Figure 3. The flow of water in the Mississippi River as of Friday, May 13 (red line) has exceeded 2 million cubic feet per second, and was approaching the all-time record (dashed blue line.) Image credit: USACE.
The Old River Control Structure’s greatest test: the flood of 2011
Flow rates of the Mississippi at the latitude of the Old River Control Structure are expected to exceed the all-time record on Saturday, giving the Old River Control Structure its greatest test since the flood of 1973. Since there are now four structures to control the flooding instead of just the two that existed in 1973, the Old River Control Structure should be able to handle a much greater flow of water. The flood of 2011 is not as large as the maximum 1-in-500 year “Project Flood” that the Old River Control Structure was designed to handle, and the Army Corps of Engineers has expressed confidence that the structure can handle the current flood. However, the system has never been tested in these conditions before. This is a dangerous flood, and very high water levels are expected for many weeks. Unexpected flaws in the design of the Old River Control Structure may give it a few percent chance of failure under these sorts of unprecedented conditions. While I expect that the Old River Control Structure will indeed hold back the great flood of 2011, we also need to be concerned about the levees on either side of the structure.
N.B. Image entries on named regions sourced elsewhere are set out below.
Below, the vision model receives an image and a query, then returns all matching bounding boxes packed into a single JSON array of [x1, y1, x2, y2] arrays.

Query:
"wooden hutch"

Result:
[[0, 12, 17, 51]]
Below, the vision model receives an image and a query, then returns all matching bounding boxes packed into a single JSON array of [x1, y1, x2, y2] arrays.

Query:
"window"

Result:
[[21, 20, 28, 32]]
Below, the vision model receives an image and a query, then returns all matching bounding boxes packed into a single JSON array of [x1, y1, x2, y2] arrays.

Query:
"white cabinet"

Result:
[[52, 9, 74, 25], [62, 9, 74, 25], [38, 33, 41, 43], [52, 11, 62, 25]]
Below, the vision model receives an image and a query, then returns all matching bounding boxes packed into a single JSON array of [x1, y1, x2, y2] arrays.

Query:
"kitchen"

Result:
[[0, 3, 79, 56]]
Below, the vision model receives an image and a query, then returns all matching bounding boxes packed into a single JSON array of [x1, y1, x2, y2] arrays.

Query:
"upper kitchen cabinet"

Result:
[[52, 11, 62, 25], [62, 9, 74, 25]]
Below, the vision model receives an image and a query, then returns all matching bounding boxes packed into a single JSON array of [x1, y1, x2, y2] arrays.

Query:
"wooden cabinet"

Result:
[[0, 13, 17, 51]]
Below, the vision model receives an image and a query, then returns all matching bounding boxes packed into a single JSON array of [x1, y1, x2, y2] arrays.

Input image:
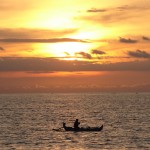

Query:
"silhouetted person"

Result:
[[74, 119, 80, 130]]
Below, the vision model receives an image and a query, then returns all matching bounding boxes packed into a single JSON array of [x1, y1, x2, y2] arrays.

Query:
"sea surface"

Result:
[[0, 93, 150, 150]]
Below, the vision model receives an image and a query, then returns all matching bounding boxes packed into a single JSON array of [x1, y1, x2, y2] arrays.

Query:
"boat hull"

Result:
[[64, 125, 103, 132]]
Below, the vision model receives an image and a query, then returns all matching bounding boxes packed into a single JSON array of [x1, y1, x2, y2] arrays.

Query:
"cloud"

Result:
[[91, 49, 106, 55], [119, 37, 138, 44], [142, 36, 150, 41], [87, 8, 107, 13], [81, 3, 149, 25], [128, 50, 150, 58], [0, 28, 78, 39], [0, 57, 150, 72], [75, 52, 92, 59], [0, 38, 87, 43], [0, 47, 5, 51]]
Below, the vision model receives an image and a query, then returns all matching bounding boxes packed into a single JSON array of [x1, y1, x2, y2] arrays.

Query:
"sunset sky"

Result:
[[0, 0, 150, 93]]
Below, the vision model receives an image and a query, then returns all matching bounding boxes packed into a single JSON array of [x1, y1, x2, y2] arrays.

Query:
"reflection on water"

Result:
[[0, 93, 150, 150]]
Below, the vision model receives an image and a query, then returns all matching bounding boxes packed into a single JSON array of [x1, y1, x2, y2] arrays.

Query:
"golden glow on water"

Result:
[[35, 42, 92, 60]]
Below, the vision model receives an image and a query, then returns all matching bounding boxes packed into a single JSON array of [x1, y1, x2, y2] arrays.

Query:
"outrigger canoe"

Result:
[[63, 123, 103, 132]]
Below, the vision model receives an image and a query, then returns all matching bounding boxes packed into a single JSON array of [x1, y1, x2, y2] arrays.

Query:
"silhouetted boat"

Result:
[[63, 123, 103, 132]]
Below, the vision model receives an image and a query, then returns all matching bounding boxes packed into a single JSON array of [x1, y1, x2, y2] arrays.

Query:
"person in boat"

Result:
[[74, 119, 80, 130]]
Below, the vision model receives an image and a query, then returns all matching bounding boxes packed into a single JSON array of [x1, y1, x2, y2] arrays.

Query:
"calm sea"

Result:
[[0, 93, 150, 150]]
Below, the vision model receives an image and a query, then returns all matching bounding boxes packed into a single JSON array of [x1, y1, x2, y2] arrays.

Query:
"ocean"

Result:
[[0, 93, 150, 150]]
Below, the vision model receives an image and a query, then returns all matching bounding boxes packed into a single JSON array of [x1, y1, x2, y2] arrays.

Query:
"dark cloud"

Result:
[[0, 57, 150, 72], [128, 50, 150, 58], [0, 38, 87, 43], [119, 37, 138, 44], [142, 36, 150, 41], [75, 52, 92, 59], [0, 47, 5, 51], [91, 49, 106, 55]]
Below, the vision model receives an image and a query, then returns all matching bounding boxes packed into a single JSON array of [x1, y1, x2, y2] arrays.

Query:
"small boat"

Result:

The levees near Old River Control Structure range from 71 – 74 feet high, and the flood is expected to crest at 65.5 feet on May 22. This is, in theory, plenty of levee to handle such a flood, but levees subjected to long periods of pressure can and do fail sometimes, and the Corps has to be super-careful to keep all the levees under constant surveillance and quickly move to repair sand boils or piping problems that might develop. Any failure of a levee on the west bank of the Mississippi could allow the river to jump its banks permanently and carve a new path to the Gulf of Mexico. I’ll say more about the potential costs of such an event in a future post.
According to the latest information from the Army Corps the Old River Control Structure is currently passing 624,000 cubic feet per second of water, which is 1% beyond what is intended in a maximum “Project Flood.” The flow rate of the Mississippi at New Orleans is at 100% of the maximum Project Flood. These are dangerous flow rates, and makes it likely that the Army Corps will open the Morganza Spillway in the next few days to take pressure off of the Old River Control Structure and New Orleans levees. Neither can be allowed to fail. In theory, the Old River Control Structure can be operated at 140% of a Project Flood, since there are now four control structures instead of just the two that existed in 1973 (flows rates of 300,000 cfs, 350,000 cfs, 320,000 cfs, and 170,000 cfs can go through the Low Sill, Auxiliary, Overbank, and Hydroelectric structures, respectively.) Apparently, the Corps is considering this, as evidenced by theirScenario #3 images they posted yesterday. This is a risky proposition, as the Old River Control Structure would be pushed to its absolute limit in this scenario. It would seem a lower risk proposition to open the Morganza spillway to divert up to 600,000 cfs, unless there are concerns the Corps has they aren’t telling us about.
Figure 4. Kayaking, anyone? The stilling basin downstream of the Low Sill Structure of the Old River Control Structure, as seen during major flood stage of the Mississippi River on May 10, 2011. The flow rate is 2 – 3 times that of Niagara Falls here. Video by Lee Alessi.